The government of Puerto Rico has reported no cases of people with the Zika virus since early 2017, which might lead pregnant women to believe the Zika threat has faded, but investigative reporter Beth Murphy found a very different story in 2018. The Zika virus is still carried by mosquitoes on the island, and pregnant women remain at serious risk.

In a report “The Storm After the Storm,” published jointly with The GroundTruthProject, Reveal and the Texas Tribune, Murphy discovered the main reason there have been no cases of Zika: the government of Puerto Rico ended its surveillance of the virus after Hurricane Maria hit the island in September 2017.

The only current surveillance is being conducted by a handful of doctors, such as obstetrician-gynecologist Carmen Zorilla, M.D., who directs pregnant patients to get a Zika test when she thinks they are at risk. When Murphy was reporting her story in the fall of 2018, Zorilla told Murphy that 32 of her pregnant patients tested positive for Zika.

“I’m concerned … about public health,” she told Murphy, of why she has continued to test her patients for Zika. “It’s public health, individual health, future of the country in terms of infants.”

Zika is a virus carried by the Aedes mosquito. Symptoms for the virus are generally mild and include fever, headache, and body aches. However, when a pregnant woman is infected with Zika, there can be serious consequences to the fetus. In about 5 percent to 10 percent of cases, a pregnant woman’s baby can develop severe birth defects, such as microcephaly, a condition associated with incomplete brain development.

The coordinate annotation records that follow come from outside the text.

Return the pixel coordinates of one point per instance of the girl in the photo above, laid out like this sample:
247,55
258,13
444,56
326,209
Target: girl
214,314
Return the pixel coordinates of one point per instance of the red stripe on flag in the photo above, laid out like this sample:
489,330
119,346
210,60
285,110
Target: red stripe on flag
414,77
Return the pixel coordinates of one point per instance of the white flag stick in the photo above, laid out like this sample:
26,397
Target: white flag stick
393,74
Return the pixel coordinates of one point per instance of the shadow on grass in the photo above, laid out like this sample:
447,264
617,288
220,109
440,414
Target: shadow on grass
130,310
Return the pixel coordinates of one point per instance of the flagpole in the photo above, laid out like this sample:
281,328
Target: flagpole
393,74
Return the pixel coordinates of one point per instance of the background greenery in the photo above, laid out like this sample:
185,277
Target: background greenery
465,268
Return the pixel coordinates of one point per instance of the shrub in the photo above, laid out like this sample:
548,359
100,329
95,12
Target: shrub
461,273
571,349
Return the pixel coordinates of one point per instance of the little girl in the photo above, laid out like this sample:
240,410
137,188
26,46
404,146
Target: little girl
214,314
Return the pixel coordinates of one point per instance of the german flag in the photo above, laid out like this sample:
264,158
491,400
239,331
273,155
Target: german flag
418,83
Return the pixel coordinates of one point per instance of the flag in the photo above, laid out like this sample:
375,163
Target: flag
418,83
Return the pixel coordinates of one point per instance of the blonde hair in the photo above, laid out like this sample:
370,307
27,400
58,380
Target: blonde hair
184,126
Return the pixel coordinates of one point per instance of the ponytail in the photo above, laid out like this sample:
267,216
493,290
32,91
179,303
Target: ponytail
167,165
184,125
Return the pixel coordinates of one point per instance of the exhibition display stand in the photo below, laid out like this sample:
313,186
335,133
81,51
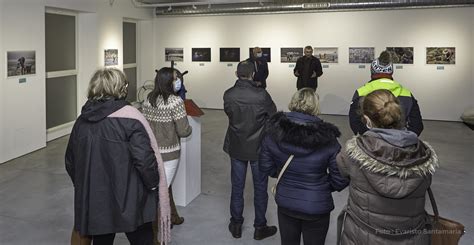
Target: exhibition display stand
187,182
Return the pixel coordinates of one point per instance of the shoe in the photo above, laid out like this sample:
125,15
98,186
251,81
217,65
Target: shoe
264,232
177,220
235,229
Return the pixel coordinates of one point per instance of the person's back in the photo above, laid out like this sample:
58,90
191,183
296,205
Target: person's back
113,165
248,108
390,170
381,78
303,193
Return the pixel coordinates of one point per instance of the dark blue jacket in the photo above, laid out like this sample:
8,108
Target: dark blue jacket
312,175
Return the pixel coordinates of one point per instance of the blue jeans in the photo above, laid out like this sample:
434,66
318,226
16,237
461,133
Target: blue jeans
260,182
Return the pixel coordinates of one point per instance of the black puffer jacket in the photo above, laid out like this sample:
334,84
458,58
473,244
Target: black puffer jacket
390,171
248,108
113,168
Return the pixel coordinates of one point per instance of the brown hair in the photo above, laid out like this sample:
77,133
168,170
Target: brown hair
383,109
305,101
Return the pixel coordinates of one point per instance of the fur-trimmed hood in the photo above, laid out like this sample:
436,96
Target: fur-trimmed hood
299,133
392,170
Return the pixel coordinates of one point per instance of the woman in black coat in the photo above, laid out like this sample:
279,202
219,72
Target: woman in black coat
115,166
303,194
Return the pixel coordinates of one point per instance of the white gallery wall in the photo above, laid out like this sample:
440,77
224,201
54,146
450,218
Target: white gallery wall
442,94
22,27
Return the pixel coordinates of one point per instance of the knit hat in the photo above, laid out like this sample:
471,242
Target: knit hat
382,65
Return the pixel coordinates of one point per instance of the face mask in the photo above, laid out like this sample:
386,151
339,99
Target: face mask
177,85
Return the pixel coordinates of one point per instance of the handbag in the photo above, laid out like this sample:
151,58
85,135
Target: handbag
77,239
443,231
281,173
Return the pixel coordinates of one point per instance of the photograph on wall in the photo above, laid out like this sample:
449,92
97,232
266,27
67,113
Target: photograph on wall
361,55
174,54
229,54
110,57
441,56
266,53
21,63
401,55
201,54
290,55
326,55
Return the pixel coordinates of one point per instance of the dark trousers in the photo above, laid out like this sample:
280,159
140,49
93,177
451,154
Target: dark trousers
260,182
314,230
143,235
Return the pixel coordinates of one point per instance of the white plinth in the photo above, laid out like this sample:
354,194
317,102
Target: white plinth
187,182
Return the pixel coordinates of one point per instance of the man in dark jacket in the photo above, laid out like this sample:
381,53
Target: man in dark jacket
248,108
381,75
308,69
261,67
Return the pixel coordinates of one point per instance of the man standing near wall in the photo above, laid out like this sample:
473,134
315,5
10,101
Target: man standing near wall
261,67
248,107
308,69
381,78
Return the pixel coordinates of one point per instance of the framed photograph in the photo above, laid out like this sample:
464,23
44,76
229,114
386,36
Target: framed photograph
266,53
174,54
290,55
441,56
110,57
401,55
21,63
229,54
326,55
201,54
361,55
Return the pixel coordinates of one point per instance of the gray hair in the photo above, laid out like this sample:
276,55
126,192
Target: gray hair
107,83
305,100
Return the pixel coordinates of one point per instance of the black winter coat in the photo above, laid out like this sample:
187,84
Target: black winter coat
305,67
306,185
113,169
261,70
248,108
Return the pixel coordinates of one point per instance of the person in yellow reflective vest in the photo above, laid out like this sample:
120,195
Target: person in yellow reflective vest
381,78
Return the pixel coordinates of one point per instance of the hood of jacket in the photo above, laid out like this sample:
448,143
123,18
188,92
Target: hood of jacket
395,162
299,133
97,110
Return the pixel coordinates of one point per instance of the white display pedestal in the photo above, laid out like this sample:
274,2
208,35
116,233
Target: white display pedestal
187,182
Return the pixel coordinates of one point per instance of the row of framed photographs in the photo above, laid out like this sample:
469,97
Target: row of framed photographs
357,55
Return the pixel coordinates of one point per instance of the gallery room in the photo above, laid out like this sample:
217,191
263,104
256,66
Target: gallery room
63,61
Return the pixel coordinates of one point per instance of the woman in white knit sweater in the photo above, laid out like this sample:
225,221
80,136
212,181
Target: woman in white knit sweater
166,114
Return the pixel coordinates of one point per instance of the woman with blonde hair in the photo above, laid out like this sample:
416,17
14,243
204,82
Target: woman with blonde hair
390,171
113,160
309,146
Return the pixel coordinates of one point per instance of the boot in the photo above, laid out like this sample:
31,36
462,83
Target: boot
264,232
155,233
175,219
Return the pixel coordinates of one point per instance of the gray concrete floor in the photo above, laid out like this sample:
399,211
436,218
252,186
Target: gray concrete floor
36,195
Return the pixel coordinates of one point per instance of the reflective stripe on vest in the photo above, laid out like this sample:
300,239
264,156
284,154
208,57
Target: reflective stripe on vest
384,83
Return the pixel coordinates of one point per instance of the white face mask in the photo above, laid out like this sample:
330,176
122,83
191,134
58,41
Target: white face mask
177,85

In February 2016, the World Health Organization declared a global health emergency over concerns that mosquitoes carrying Zika were spreading throughout the Americas. Pregnant women were advised not to travel to South and Central America and to the Caribbean, including Puerto Rico. Though the WHO emergency has ended, the U.S. Centers for Disease Control and Prevention still tells pregnant women not to travel to Puerto Rico.

By 2017, Puerto Rico was tracking 4,000 babies born of mothers who had a Zika infection. At the time, the government of Puerto Rico, with the support of the federal government, was providing free testing of Zika and counseling.

The testing and tracking came to a complete halt after Hurricane Maria destroyed the territory’s public health labs. The last official Zika surveillance report published on the Puerto Rico department of health’s website is dated February 2017. Public health officials declined to tell Murphy why they aren’t doing more.

In 2016, Murphy had traveled to the island as part of a series on the impact of climate change and women for GroundTruth, a collaboration of reporters with Boston television station WGBH. From that work, Murphy learned of the connection between climate change and infectious diseases, so she continued to investigate Zika.

After the hurricane, Murphy, who lives on Cape Cod, learned that Zika surveillance had ended. She talked her bosses into supporting a story on Zika and Puerto Rico after the hurricane.

What she found is alarming. About 9 percent of pregnant women tested were diagnosed with Zika in the summer of 2018 — about the same number of women that were testing positive in 2016. The figures suggest Zika is still lurking and threatening in Puerto Rico.